Other transcription(s)
- • Japanese: 泊村 (Tomari-mura)
- • Ainu: トマリ (Tomari)
- Interactive map of Golovnino
- Golovnino Location of Golovnino Golovnino Golovnino (Sakhalin Oblast)
- Coordinates: 43°44′16″N 145°31′9″E﻿ / ﻿43.73778°N 145.51917°E
- Country: Russia
- Federal subject: Sakhalin Oblast
- Administrative district: Yuzhno-Kurilsky District

Government
- • Body: Golovninskiy Rural Council

Area
- • Total: 538.56 km^{2} (207.94 sq mi)

Population (2010 Census)
- • Total: 102
- • Estimate (2021): 153 (+50%)
- • Density: 0.189/km^{2} (0.491/sq mi)

Municipal status
- • Urban okrug: Yuzhno-Kurilsky Urban Okrug
- Time zone: UTC+11 (MSK+8 )
- Postal code: 694502
- Dialing code: +7 42455
- OKTMO ID: 64756000131

= Golovnino =

Village on Kunashir of the Kuril Islands

Golovnino (Головнино) is a village on the southern tip of Kunashir, the southernmost island in the Kuril Island chain. Administratively, it is classified as a rural locality (a selo) and is part of Yuzhno-Kurilsky District, one of the seventeen districts of Russia's Sakhalin Oblast.

During Japanese rule it was known as Tomari (泊村, Tomari-mura) and was the administrative seat of Kunashiri District. Following Japan's defeat in World War II, the Soviet Union occupied the Kuril Islands and expelled the Japanese population. Japan still claims sovereignty over the village and the rest of Kunashir as part of Nemuro Subprefecture of Hokkaido.

== Etymology ==
The village was originally named Tomari, meaning "bay" in the language of the indigenous Ainu people. On 15 October 1947, following the Soviets' occupation of the Kuril Islands, the Presidium of the Supreme Soviet of the Russian SFSR renamed the village Golovnino in honour of Russian vice admiral Vasily Golovnin. Golovnin was an explorer of the Russian Far East who had been captured and held captive by the Japanese from June 1811 to October 1813 after he landed on Kunashir, in what became known as the Golovnin Incident.

== Administration ==
Golovnino has been part of Yuzhno-Kurilsky District in Sakhalin Oblast since June 2006. The Golovninskiy Rural Council is the governing body of a dozen settlements in southern Kunashir, with Golovnino as the principal settlement.

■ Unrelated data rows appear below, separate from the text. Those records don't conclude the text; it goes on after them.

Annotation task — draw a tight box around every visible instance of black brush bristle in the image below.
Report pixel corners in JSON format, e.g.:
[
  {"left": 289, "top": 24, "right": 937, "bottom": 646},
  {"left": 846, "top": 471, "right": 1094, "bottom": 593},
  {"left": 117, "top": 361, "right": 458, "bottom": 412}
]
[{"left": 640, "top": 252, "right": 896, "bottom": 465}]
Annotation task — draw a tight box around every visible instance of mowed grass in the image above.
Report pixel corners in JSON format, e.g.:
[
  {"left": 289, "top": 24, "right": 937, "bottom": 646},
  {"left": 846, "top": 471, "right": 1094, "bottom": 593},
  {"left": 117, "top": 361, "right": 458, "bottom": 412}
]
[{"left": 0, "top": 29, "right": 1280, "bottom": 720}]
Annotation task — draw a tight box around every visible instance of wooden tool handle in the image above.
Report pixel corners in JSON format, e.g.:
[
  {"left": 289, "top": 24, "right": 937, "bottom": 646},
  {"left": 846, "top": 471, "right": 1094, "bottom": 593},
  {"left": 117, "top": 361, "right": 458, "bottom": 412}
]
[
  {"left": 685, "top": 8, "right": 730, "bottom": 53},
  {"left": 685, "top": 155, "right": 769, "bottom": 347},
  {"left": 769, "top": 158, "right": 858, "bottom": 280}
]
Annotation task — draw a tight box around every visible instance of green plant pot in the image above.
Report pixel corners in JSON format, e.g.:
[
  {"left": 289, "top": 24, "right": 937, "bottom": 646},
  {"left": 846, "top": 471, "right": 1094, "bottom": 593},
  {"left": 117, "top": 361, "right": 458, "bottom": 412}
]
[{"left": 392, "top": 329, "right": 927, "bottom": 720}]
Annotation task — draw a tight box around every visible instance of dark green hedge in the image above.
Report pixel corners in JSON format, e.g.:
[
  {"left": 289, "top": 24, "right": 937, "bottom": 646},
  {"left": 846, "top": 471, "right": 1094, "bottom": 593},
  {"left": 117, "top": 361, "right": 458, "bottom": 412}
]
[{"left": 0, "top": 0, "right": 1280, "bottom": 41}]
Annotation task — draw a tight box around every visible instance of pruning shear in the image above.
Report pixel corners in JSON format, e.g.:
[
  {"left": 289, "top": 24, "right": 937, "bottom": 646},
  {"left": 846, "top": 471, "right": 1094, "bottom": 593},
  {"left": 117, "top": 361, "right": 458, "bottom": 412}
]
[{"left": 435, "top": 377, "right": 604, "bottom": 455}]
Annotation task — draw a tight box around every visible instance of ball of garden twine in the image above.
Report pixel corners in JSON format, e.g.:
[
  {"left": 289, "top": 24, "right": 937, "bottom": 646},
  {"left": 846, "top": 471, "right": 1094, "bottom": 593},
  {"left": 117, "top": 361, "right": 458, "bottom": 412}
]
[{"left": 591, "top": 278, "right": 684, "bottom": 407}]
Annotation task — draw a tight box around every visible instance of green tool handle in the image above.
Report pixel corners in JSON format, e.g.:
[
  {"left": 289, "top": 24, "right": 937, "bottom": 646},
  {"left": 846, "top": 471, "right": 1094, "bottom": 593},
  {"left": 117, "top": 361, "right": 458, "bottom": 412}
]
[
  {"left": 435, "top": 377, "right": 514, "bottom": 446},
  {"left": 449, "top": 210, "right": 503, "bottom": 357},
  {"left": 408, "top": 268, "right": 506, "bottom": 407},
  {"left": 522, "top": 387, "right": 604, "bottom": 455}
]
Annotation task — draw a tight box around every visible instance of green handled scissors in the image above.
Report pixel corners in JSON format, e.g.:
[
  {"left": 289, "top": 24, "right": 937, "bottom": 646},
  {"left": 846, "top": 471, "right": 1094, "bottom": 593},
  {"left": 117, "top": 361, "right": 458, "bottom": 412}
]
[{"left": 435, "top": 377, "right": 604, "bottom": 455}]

Japan does not recognize Russian sovereignty over Kunashir and claims Golovnino as the village of Tomari, in Kunashiri District, Nemuro Subprefecture, Hokkaido. The claimed boundaries of Tomari encompass the southern half of Kunashir and include the much larger settlement of Yuzhno-Kurilsk, previously a smaller Japanese village named (古釜布, Furukamappu).

== Demographics ==
In 1945, before the Soviets expelled the Japanese population, Tomari had 4,864 residents living in 894 households.

The 2010 Russian census recorded a population of 102 in Golovnino. This figure rose to 153 in 2021. The Russian government has given abandoned houses and land to citizens willing to move to Golovnino on a permanent or semi-permanent basis.

== Economy ==
Golovnino is primarily a fishing village, with the waters surrounding it attracting pearl hunters as well. A state-owned farm named Dalniy (the Russian name for Dalian, China) operated near Golovnino. In 1956 the farm had 235 hectares of arable land; this grew to 415 hectares by 1990. The farm was destroyed beyond repair by the 1994 Kuril Islands earthquake.

== Transportation ==
Golovnino is connected to Yuzhno-Kurilsk by a 62-kilometre unpaved road.